Recession calls for more parent volunteers

By Christel Phillips - bio | email

LUFKIN, TX (KTRE) - We constantly hear about the negative effects of the recent recession crunch, but this recession is bringing families together. According to researchers more parents are volunteering their time, at their children's schools.

More parents without jobs are having to balance looking for work and volunteering at their schools.

Sharon Day is a parent volunteer and actually runs the PTA at Brookhollow Elementary in Lufkin.  She said, "It's very important for parents to be involved. I just feel like you give your child that added confidence." Day adds, "When you're always involved and at the school you have a greater chance of knowing how your child's behaving, how they're interacting with other children and how their grades are."

Research says many schools are leaning hard on parents for help this fall.  Across the country 53% percent of parents plan to volunteer at their children's schools, that's up 44% from last year.
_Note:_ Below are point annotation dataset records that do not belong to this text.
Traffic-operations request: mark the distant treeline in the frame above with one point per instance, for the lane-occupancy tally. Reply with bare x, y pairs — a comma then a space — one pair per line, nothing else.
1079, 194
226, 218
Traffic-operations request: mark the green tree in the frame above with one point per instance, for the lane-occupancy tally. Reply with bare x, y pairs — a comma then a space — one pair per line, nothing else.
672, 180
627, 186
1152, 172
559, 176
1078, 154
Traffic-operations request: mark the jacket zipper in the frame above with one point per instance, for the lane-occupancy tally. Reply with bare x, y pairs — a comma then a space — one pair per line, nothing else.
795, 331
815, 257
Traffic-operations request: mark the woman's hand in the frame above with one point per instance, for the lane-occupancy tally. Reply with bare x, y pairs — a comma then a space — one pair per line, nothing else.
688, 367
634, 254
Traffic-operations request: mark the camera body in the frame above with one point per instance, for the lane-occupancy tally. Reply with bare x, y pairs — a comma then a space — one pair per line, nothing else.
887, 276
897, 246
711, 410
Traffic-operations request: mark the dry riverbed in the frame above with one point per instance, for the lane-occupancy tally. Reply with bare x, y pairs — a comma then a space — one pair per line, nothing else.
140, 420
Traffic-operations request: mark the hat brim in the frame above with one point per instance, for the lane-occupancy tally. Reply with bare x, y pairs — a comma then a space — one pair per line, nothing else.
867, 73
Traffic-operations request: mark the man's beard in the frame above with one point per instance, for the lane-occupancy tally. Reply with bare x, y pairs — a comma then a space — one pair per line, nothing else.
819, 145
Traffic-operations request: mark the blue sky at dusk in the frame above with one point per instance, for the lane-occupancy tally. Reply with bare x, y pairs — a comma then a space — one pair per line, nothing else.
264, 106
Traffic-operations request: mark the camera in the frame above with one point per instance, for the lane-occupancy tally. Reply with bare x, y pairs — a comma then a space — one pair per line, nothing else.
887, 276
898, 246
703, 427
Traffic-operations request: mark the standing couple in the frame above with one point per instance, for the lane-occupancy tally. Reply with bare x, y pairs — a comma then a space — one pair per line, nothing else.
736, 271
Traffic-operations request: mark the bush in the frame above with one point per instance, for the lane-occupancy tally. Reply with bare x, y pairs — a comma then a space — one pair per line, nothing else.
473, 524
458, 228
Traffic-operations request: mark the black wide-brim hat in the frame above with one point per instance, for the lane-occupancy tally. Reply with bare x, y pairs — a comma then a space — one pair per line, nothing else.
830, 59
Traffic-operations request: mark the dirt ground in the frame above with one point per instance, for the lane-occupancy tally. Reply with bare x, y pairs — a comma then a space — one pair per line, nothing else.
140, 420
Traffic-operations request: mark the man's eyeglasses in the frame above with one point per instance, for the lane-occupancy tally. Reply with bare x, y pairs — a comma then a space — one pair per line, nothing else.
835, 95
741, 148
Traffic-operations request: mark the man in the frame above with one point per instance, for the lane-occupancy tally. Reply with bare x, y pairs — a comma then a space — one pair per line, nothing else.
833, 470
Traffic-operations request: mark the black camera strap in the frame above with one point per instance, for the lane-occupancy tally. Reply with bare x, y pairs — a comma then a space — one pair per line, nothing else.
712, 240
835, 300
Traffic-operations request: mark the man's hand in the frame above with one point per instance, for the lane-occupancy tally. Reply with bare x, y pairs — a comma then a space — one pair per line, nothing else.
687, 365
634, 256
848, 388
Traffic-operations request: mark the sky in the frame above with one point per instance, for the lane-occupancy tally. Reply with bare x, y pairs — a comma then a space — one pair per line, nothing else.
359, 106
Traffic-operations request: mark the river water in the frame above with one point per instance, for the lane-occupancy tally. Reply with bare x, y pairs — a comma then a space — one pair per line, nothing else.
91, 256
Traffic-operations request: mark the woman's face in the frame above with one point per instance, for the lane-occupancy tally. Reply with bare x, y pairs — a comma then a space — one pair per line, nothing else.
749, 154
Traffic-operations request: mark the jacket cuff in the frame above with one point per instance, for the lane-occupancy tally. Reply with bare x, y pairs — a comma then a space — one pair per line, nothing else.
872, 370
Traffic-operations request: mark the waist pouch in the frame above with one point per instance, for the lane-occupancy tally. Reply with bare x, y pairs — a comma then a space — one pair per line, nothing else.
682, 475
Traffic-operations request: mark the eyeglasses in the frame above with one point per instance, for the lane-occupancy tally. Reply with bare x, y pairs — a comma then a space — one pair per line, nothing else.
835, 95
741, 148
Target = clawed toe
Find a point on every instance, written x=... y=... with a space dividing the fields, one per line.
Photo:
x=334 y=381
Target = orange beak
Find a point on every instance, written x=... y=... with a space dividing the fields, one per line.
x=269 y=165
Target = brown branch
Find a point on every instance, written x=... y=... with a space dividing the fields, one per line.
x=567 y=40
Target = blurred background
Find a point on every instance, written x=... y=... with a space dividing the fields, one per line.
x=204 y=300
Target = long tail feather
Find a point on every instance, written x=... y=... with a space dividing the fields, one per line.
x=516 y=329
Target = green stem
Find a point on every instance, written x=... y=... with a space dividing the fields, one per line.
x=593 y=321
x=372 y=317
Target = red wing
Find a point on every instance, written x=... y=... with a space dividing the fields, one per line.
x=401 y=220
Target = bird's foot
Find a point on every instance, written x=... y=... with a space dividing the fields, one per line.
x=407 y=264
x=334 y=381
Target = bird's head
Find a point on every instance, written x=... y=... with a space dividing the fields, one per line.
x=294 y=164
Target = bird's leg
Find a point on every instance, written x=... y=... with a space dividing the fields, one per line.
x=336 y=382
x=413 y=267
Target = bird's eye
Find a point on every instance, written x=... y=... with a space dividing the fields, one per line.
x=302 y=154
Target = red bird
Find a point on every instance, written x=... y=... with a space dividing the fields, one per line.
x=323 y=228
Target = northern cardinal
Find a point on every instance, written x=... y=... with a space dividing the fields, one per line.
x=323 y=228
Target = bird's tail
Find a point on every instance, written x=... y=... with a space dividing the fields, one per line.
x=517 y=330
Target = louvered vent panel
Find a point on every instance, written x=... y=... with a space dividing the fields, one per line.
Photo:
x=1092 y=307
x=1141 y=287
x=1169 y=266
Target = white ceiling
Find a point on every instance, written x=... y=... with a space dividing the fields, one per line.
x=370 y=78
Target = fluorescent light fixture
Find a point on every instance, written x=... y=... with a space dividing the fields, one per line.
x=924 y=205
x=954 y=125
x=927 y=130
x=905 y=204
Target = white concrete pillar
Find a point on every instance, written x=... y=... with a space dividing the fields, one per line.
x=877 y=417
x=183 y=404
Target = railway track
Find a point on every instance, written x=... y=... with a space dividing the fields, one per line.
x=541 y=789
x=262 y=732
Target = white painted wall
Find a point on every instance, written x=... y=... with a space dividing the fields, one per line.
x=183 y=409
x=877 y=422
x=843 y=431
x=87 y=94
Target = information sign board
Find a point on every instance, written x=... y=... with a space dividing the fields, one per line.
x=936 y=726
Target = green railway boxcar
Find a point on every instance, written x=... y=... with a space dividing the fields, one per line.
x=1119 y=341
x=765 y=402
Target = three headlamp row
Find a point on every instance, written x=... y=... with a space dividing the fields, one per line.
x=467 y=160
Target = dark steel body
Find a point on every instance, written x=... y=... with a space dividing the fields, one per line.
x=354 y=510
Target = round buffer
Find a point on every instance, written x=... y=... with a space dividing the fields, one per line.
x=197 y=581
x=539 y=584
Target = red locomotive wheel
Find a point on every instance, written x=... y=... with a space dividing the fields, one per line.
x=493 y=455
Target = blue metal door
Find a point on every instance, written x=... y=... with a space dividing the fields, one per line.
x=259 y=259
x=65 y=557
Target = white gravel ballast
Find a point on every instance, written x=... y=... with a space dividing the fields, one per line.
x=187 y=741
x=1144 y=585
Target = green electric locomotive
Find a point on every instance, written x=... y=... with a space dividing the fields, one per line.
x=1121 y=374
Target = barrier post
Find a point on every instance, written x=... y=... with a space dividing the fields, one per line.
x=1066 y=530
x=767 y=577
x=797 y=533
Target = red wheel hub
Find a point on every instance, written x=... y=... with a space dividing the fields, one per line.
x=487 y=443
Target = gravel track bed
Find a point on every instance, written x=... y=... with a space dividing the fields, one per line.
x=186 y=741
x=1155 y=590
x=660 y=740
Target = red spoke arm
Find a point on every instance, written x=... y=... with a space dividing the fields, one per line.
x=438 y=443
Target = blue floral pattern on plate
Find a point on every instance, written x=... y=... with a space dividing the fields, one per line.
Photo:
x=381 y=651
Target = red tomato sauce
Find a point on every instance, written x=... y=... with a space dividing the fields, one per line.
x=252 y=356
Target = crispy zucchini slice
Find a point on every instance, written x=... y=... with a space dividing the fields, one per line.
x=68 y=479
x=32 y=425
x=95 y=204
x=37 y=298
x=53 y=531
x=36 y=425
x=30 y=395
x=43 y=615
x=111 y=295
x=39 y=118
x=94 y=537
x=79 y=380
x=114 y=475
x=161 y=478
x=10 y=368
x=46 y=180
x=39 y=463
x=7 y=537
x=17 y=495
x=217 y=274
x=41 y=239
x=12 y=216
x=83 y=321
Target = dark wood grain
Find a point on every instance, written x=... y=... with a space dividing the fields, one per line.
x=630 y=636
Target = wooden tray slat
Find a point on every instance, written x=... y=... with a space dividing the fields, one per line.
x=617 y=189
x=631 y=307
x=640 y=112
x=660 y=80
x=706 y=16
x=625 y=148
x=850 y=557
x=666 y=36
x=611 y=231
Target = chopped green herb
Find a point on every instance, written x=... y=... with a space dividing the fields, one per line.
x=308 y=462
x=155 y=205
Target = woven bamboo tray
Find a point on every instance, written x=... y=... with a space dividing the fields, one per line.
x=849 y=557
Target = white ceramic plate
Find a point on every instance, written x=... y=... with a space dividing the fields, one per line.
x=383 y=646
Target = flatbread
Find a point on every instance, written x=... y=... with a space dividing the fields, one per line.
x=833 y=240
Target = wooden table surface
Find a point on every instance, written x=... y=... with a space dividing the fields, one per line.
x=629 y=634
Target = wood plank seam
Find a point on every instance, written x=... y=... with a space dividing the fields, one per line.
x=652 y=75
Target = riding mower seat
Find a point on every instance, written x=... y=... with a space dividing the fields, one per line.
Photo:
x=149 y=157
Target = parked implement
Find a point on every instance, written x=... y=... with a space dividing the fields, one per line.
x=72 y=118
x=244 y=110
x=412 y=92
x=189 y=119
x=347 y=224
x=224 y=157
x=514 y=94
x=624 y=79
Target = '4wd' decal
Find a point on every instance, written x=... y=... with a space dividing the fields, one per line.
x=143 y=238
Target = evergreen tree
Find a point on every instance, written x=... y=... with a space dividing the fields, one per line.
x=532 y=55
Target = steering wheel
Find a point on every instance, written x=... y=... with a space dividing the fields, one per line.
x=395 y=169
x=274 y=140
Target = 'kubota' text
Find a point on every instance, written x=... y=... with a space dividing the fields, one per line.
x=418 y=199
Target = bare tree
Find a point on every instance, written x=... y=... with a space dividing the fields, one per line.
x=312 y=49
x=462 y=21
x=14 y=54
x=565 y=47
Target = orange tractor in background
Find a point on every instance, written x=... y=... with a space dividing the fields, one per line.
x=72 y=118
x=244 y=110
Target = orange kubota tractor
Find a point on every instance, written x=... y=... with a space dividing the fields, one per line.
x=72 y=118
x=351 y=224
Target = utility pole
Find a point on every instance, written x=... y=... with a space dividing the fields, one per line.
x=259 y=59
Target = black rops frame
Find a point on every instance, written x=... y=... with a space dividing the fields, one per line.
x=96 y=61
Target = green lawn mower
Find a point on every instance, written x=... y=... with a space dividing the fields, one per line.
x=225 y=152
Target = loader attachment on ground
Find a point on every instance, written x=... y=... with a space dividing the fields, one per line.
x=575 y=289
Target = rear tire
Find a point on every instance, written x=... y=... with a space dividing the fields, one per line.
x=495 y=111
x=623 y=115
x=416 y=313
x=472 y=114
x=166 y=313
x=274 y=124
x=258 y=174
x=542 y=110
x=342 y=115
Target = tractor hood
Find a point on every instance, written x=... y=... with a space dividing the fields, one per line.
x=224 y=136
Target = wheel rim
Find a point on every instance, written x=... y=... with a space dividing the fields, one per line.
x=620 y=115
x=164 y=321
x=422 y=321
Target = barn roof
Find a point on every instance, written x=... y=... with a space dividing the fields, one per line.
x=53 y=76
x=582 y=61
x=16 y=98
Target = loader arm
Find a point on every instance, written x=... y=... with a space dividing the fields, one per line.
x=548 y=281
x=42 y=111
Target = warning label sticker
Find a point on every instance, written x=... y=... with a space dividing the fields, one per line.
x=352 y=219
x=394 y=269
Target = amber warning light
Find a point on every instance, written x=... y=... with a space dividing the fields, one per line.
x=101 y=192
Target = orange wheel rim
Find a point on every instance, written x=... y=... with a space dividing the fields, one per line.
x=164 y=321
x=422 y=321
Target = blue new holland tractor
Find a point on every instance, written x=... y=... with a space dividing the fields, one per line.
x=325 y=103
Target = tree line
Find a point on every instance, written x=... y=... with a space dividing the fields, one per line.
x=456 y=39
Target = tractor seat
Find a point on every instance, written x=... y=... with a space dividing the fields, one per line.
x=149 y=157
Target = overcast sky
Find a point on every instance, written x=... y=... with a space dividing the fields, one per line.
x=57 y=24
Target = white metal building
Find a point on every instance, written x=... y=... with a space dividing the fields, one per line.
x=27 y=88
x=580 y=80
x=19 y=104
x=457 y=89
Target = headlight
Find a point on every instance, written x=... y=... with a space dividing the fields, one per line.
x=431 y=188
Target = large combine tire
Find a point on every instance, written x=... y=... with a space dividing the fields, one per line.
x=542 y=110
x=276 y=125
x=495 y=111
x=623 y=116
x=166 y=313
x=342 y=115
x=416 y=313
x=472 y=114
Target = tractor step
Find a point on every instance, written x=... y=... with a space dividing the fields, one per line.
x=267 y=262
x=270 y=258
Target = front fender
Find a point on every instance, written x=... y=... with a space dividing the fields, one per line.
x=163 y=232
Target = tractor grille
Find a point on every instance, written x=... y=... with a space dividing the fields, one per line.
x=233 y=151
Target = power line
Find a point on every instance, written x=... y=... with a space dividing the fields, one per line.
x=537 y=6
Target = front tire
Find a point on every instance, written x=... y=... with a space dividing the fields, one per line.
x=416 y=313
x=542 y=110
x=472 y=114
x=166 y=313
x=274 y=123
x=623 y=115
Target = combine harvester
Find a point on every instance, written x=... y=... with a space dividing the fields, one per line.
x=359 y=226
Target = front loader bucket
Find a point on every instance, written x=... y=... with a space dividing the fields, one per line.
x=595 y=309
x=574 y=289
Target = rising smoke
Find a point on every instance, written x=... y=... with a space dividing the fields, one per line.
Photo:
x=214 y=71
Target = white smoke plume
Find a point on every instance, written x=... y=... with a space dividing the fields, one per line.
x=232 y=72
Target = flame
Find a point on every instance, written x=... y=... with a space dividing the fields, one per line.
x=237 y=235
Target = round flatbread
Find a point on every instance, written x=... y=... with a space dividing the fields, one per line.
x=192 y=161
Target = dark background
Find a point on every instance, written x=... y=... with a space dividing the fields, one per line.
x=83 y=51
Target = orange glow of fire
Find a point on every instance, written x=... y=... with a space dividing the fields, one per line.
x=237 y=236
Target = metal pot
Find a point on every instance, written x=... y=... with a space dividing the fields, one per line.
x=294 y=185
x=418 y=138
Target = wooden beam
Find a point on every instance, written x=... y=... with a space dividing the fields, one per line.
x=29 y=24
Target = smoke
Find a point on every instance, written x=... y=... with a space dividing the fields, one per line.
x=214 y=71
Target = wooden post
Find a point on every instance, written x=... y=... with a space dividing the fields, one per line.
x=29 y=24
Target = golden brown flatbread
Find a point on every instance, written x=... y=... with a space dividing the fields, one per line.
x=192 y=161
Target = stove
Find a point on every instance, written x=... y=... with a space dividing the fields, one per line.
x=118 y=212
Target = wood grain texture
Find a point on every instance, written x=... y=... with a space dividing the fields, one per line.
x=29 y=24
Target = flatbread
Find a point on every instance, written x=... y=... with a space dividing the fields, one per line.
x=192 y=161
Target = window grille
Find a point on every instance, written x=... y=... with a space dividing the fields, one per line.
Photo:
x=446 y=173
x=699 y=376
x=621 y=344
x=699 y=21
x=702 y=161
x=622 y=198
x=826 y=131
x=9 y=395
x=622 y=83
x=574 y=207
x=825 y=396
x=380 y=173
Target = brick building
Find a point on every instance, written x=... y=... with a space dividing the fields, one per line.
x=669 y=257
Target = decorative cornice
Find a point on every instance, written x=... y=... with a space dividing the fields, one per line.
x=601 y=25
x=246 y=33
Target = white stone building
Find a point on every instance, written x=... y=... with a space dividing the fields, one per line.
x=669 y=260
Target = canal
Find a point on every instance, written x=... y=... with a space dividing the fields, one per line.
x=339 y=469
Brookhollow's Principal, Don Jackson feels, volunteering leaves a last impression on children. He said, "What I see when parents are involved are happy children."

Researchers say it also helps if parents know the best areas where they can volunteer.

If your child is in elementary school volunteer where your child can see you. Small children usually love seeing their parents in the classroom. Parent volunteers can get to know teachers, share information and see what happens in the classroom.

If your child is in middle school parents should volunteer where you can learn the most about the school's curriculum and classes. Classrooms close to parents. Although these pre-teens want you to still be invloved, they are terribly against you being in the classroom. Therefore, volunteer where you can pick up information that will help guide your child.

And if your child is in high school, volunteer where your student can see and learn from your example. Research shows parents volunteering have a small impact on high schoolers. However, activities like running the refreshment stand at the football game shows your child that "what you're doing is worth spending my time on."

Principal Jackson says schools understand not all parents can volunteer but there are ways to be involved. "Just communicate with us whenever they can," said Jackson.

Whether you're working or not, schools and teachers are always looking for good volunteers. "I guess it's kind of like the Marines, you need a few good men, we need a few good parents," laughingly, Jackson says.

Researchers also say the best way of teaching is by example and many times children that see their parents volunteer usually grow up to volunteer and commit to community service as well.